As it is summer now, I decided to learn a new language and Python was my choice. Really, what I would like to learn is how to manipulate Arabic text using Python. Now, I have found many many resources on using Python, which are really great. However, when I apply what I learned on Arabic strings, I get numbers and letters combined together.
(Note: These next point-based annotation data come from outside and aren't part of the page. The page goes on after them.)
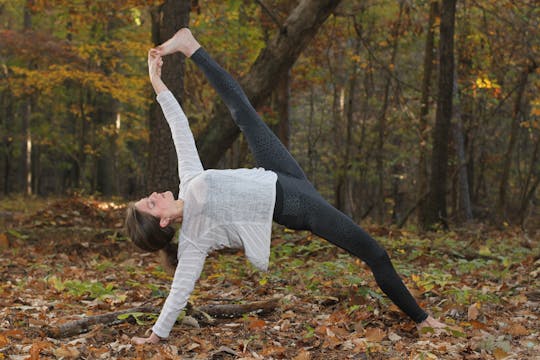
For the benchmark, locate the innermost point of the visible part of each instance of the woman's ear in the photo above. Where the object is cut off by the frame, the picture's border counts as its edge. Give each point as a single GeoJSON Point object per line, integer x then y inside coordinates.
{"type": "Point", "coordinates": [164, 222]}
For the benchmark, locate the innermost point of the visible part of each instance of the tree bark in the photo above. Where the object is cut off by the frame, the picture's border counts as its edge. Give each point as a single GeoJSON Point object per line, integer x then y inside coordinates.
{"type": "Point", "coordinates": [436, 203]}
{"type": "Point", "coordinates": [83, 325]}
{"type": "Point", "coordinates": [381, 127]}
{"type": "Point", "coordinates": [531, 183]}
{"type": "Point", "coordinates": [167, 18]}
{"type": "Point", "coordinates": [27, 111]}
{"type": "Point", "coordinates": [422, 176]}
{"type": "Point", "coordinates": [464, 198]}
{"type": "Point", "coordinates": [276, 59]}
{"type": "Point", "coordinates": [507, 161]}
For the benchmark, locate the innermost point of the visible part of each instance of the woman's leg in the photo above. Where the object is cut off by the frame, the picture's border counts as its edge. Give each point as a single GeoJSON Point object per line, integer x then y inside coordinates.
{"type": "Point", "coordinates": [334, 226]}
{"type": "Point", "coordinates": [304, 208]}
{"type": "Point", "coordinates": [267, 149]}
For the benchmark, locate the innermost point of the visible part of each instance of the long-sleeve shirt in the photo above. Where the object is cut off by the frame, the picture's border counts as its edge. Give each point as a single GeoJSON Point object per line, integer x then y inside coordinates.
{"type": "Point", "coordinates": [222, 209]}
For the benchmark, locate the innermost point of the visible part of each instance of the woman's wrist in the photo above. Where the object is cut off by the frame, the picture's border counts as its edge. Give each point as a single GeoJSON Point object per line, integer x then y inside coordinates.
{"type": "Point", "coordinates": [158, 85]}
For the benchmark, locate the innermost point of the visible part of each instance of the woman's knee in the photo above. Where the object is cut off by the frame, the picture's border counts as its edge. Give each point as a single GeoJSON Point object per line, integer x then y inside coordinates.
{"type": "Point", "coordinates": [378, 257]}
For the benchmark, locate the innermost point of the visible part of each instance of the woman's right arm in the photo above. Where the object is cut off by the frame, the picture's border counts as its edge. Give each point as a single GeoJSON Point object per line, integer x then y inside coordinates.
{"type": "Point", "coordinates": [189, 163]}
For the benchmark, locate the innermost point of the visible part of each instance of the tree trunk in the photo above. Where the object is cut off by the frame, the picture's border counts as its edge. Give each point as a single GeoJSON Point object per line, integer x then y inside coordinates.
{"type": "Point", "coordinates": [436, 204]}
{"type": "Point", "coordinates": [464, 209]}
{"type": "Point", "coordinates": [276, 59]}
{"type": "Point", "coordinates": [507, 160]}
{"type": "Point", "coordinates": [282, 107]}
{"type": "Point", "coordinates": [27, 111]}
{"type": "Point", "coordinates": [167, 18]}
{"type": "Point", "coordinates": [533, 179]}
{"type": "Point", "coordinates": [422, 176]}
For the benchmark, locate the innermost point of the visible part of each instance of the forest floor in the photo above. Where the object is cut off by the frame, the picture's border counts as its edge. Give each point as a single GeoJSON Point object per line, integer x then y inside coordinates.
{"type": "Point", "coordinates": [63, 259]}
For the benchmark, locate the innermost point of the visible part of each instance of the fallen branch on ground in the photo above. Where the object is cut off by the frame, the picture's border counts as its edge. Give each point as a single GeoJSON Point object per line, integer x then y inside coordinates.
{"type": "Point", "coordinates": [205, 313]}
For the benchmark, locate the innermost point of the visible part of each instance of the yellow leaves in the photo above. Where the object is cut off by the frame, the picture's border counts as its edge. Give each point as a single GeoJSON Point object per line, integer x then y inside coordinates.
{"type": "Point", "coordinates": [484, 82]}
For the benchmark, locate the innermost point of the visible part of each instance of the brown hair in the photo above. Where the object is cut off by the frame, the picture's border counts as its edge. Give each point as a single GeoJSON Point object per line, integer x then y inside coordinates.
{"type": "Point", "coordinates": [146, 232]}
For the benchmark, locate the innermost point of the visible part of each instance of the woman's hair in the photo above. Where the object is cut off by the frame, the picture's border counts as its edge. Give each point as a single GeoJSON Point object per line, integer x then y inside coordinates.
{"type": "Point", "coordinates": [146, 232]}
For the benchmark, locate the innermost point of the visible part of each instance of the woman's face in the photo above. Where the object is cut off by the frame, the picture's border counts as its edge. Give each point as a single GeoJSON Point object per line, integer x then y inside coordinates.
{"type": "Point", "coordinates": [162, 205]}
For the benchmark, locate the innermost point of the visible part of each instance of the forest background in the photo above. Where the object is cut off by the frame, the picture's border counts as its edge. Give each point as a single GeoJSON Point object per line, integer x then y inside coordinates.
{"type": "Point", "coordinates": [359, 108]}
{"type": "Point", "coordinates": [413, 114]}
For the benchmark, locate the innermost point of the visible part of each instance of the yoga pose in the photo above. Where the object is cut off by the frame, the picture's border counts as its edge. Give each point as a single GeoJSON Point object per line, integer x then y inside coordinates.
{"type": "Point", "coordinates": [235, 208]}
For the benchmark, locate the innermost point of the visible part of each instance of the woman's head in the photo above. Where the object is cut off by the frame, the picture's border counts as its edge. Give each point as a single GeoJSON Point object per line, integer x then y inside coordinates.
{"type": "Point", "coordinates": [146, 231]}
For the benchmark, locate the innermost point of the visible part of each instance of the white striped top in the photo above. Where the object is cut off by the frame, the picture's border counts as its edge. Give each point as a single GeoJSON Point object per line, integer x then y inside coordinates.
{"type": "Point", "coordinates": [222, 209]}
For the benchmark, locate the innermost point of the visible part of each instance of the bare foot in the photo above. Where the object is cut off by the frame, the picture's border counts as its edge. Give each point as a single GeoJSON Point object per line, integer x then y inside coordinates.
{"type": "Point", "coordinates": [183, 41]}
{"type": "Point", "coordinates": [431, 325]}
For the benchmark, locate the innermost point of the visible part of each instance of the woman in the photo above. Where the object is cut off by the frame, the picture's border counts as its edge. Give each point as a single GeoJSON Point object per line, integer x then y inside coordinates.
{"type": "Point", "coordinates": [235, 208]}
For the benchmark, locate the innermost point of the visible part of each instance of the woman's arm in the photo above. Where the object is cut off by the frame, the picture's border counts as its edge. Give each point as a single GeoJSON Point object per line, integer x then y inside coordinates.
{"type": "Point", "coordinates": [189, 163]}
{"type": "Point", "coordinates": [188, 271]}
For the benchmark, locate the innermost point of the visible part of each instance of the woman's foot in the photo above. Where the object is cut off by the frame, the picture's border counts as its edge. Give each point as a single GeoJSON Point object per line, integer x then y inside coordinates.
{"type": "Point", "coordinates": [183, 41]}
{"type": "Point", "coordinates": [431, 325]}
{"type": "Point", "coordinates": [155, 62]}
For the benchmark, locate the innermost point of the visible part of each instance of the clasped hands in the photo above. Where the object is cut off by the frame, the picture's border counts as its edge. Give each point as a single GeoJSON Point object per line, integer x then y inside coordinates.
{"type": "Point", "coordinates": [152, 339]}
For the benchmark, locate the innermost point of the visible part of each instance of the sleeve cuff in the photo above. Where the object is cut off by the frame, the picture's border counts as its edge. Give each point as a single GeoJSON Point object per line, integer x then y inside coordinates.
{"type": "Point", "coordinates": [163, 95]}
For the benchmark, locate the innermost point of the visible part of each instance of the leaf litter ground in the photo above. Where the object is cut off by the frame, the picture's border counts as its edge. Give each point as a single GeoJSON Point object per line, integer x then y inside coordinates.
{"type": "Point", "coordinates": [69, 260]}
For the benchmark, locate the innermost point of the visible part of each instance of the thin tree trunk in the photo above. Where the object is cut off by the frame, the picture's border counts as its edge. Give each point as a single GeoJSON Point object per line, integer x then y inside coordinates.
{"type": "Point", "coordinates": [283, 94]}
{"type": "Point", "coordinates": [167, 18]}
{"type": "Point", "coordinates": [507, 160]}
{"type": "Point", "coordinates": [533, 177]}
{"type": "Point", "coordinates": [27, 111]}
{"type": "Point", "coordinates": [436, 204]}
{"type": "Point", "coordinates": [422, 176]}
{"type": "Point", "coordinates": [464, 198]}
{"type": "Point", "coordinates": [380, 209]}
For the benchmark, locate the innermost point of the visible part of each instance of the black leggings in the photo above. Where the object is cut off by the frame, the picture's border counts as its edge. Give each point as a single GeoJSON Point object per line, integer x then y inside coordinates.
{"type": "Point", "coordinates": [298, 205]}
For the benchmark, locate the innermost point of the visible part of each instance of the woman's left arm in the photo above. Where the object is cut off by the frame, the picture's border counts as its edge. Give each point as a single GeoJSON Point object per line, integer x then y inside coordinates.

Take for example this for English:
>>> ebook = 'The American English Dictionary'
>>> ebook[2]
'e'
Now, for Arabic:
>>> abook = 'القاموس العربي'
>>> abook[2]
'\xde' #the correct output should be 'ق'
However, using print works fine, as in:
>>> print abook[2]
ق
What do I need to modify to get Python to always recognize Arabic letters?
解决方案
Use Unicode explicitly:
>>> s = u'القاموس العربي'
>>> s
u'\u0627\u0644\u0642\u0627\u0645\u0648\u0633 \u0627\u0644\u0639\u0631\u0628\u064a'
>>> print s
القاموس العربي
>>> print s[2]
ق
Or even character by character:
>>> for i, c in enumerate(s):
... print i,c
...
0 ا
1 ل
2 ق
3 ا
4 م
5 و
6 س
7
8 ا
9 ل
10 ع
11 ر
12 ب
13 ي
14
I recommend the Python Unicode page which is short, practical and useful.